Re: msgr2 protocol

Sage Weil <sweil@xxxxxxxxxx> · Mon, 12 Sep 2016 13:21:14 +0000 (UTC)

On Mon, 12 Sep 2016, Haomai Wang wrote:
> On Mon, Sep 12, 2016 at 1:05 AM, Sage Weil <sweil@xxxxxxxxxx> wrote:
> > On Sat, 10 Sep 2016, Haomai Wang wrote:
> >> About thing is v1/v2 compatible. I rethink the details:
> >>
> >> 0. we need to define the new banner which must longer than before("ceph v027")
> >> 1. assume msgr v2 banner is "ceph v2 %64llx %64llx\n"
> >> 2. both in simle/async codes, server side must issue banner firstly
> >> 3. if server side supports v2 and client only supports v1, client will
> >> receive 9 bytes and do memcmp, then reject this connection via closing
> >> socket.
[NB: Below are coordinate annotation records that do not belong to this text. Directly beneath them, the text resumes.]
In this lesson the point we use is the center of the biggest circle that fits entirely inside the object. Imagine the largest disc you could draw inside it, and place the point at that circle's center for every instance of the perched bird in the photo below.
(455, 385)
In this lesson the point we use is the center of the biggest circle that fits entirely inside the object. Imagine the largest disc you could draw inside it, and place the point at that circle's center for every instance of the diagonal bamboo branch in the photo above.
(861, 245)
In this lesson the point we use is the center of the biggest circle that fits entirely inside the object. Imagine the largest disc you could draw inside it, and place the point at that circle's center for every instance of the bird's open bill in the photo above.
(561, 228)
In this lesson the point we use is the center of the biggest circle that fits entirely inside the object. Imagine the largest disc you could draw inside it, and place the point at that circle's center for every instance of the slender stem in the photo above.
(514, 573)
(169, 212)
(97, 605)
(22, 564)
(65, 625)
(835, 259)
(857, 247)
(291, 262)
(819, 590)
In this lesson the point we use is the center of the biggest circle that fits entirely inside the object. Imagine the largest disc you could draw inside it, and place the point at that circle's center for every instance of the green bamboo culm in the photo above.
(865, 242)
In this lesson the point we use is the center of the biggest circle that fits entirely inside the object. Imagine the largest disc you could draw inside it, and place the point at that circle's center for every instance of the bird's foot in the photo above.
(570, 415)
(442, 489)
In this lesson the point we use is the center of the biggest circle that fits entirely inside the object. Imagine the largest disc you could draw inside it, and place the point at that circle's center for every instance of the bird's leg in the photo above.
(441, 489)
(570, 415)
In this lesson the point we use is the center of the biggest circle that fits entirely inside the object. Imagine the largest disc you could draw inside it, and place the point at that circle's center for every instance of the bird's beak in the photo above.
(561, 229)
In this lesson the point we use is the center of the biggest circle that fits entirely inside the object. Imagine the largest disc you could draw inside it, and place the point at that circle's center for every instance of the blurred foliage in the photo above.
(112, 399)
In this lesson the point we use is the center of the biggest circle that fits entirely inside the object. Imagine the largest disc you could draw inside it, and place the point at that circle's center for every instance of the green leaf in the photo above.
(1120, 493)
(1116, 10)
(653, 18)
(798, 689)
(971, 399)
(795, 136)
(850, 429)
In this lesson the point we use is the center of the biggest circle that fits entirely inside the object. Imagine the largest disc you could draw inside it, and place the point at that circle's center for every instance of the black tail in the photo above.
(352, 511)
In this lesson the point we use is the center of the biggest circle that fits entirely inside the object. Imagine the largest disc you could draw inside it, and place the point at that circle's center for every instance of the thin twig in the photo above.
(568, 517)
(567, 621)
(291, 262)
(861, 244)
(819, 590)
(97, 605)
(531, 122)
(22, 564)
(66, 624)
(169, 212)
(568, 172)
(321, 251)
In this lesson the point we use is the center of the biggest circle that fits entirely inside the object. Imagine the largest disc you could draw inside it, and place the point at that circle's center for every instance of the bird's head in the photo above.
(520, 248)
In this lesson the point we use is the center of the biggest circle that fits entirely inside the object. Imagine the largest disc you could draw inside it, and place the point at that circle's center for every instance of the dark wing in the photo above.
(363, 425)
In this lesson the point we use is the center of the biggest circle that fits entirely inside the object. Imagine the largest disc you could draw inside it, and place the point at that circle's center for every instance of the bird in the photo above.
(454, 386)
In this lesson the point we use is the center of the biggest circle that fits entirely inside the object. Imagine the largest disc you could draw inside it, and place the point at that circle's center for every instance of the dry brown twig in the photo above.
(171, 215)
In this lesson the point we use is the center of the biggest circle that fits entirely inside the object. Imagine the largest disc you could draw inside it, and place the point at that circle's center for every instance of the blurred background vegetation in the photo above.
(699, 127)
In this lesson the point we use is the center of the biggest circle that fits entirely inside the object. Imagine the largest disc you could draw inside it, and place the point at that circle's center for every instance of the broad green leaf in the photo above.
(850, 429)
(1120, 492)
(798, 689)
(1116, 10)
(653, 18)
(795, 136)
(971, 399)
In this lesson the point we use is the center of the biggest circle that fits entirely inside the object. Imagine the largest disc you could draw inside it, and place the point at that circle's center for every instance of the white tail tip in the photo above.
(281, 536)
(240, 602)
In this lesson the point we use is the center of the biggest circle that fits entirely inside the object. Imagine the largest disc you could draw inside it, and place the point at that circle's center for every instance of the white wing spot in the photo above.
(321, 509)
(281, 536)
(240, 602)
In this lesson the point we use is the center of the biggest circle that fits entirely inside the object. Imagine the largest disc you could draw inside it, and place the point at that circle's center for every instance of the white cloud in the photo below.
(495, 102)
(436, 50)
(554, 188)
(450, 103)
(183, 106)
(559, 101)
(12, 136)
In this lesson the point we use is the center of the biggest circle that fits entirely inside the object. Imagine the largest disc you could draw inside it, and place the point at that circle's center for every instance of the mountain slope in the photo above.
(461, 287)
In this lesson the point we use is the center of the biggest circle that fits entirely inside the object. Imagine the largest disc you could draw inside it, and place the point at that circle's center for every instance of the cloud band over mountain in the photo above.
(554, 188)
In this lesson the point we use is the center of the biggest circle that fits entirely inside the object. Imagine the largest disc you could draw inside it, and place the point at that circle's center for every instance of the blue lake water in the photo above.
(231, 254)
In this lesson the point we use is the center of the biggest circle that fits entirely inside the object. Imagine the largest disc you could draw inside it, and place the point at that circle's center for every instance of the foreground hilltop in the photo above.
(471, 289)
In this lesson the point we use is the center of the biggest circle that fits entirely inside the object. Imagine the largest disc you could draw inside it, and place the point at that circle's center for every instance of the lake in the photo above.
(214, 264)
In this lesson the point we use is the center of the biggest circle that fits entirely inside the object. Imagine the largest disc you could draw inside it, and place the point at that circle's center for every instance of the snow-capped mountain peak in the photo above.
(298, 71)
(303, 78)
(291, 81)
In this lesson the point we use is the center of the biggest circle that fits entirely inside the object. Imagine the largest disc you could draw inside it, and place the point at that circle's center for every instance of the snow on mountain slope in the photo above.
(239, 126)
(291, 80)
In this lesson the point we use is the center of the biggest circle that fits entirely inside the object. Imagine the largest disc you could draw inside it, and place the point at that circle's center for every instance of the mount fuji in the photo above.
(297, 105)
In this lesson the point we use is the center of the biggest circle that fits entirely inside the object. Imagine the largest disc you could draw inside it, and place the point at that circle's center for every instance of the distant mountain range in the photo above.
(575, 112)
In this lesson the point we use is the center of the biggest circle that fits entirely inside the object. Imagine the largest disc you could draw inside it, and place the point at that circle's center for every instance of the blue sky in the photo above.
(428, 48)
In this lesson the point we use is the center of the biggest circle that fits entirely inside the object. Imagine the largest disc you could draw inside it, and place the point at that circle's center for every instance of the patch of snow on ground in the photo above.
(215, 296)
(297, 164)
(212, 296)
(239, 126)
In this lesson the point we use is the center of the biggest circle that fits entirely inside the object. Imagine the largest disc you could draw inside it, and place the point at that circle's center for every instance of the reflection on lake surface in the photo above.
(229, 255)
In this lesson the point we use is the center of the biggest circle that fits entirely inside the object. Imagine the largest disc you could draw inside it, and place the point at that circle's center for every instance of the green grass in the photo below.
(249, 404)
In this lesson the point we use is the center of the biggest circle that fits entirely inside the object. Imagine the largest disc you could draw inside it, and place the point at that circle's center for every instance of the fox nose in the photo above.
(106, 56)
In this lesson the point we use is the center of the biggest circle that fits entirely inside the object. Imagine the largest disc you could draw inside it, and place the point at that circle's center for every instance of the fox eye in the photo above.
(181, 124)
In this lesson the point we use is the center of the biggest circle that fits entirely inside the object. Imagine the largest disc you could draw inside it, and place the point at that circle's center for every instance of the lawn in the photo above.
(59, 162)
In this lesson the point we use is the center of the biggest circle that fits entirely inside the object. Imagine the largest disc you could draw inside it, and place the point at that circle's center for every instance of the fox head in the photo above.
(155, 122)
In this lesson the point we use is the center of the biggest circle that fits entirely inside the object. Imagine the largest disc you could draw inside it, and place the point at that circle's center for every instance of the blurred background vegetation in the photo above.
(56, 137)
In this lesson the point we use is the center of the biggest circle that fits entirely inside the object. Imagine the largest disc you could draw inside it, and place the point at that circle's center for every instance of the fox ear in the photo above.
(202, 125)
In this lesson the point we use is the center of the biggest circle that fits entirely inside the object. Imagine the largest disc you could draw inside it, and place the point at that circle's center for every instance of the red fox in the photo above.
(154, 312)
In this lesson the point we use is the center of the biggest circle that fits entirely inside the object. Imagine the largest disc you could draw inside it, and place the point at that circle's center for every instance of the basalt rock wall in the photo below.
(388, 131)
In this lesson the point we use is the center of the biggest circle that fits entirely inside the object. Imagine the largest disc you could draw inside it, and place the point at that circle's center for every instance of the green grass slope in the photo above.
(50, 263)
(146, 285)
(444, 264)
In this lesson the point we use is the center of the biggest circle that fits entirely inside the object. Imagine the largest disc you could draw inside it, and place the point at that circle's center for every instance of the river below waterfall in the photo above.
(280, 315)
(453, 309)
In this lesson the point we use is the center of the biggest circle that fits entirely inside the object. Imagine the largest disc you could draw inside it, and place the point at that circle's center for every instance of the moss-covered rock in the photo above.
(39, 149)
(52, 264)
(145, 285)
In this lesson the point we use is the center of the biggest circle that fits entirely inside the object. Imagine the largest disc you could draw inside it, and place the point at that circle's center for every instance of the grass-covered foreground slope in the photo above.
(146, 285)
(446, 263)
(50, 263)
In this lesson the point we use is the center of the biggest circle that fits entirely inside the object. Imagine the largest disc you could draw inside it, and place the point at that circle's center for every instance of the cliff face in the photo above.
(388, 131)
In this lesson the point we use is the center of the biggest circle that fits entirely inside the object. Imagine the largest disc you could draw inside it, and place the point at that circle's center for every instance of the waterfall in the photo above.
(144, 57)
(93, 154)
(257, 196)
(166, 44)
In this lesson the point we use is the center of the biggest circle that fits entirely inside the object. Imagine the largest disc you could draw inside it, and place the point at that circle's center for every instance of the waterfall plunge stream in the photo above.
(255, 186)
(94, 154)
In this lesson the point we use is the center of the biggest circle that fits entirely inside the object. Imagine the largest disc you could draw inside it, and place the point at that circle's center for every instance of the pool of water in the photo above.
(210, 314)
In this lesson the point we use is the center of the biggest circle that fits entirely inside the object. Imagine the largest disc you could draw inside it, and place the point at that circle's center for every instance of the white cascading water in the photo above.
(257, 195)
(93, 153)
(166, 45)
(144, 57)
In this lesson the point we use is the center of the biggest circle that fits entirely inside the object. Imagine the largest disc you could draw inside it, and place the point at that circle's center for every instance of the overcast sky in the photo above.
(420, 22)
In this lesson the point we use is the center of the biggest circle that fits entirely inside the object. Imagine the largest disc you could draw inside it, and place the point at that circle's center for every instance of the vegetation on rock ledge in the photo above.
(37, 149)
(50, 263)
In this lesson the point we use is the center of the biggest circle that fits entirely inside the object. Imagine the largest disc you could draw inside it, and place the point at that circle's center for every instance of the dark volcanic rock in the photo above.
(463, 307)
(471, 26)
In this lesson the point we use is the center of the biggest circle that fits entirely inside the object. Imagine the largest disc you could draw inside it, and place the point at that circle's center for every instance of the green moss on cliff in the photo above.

So server side could retry the older version
> >> 4. if server side only supports v1 and client supports v2, client
> >> according banner to reply corresponding banner
> >>
> >> This tricky design is based on the implementation fact "accept side
> >> issue the banner firstly" and "new banner is longer than old banner",
> >> and this way doesn't need to involve other dependences like mon port
> >> changes.
> >>
> >> Does this way has problem?
> >
> > I was thinking we avoid this problem and any hacky initial handshakes by
> > speaking v2 on the new port and v1 on the old port.  Then the monmap has
> > an entity_addrvec_t with both a v1 and v2 address (encoding with just the
> > v1 address for old clients). Same for the OSDs.
> 
> This way is ok to me. So another change is double messenger
> instances(to v1 and v2) or let each messenger support multi binding
> addresses(this may need to refactor messenger interface).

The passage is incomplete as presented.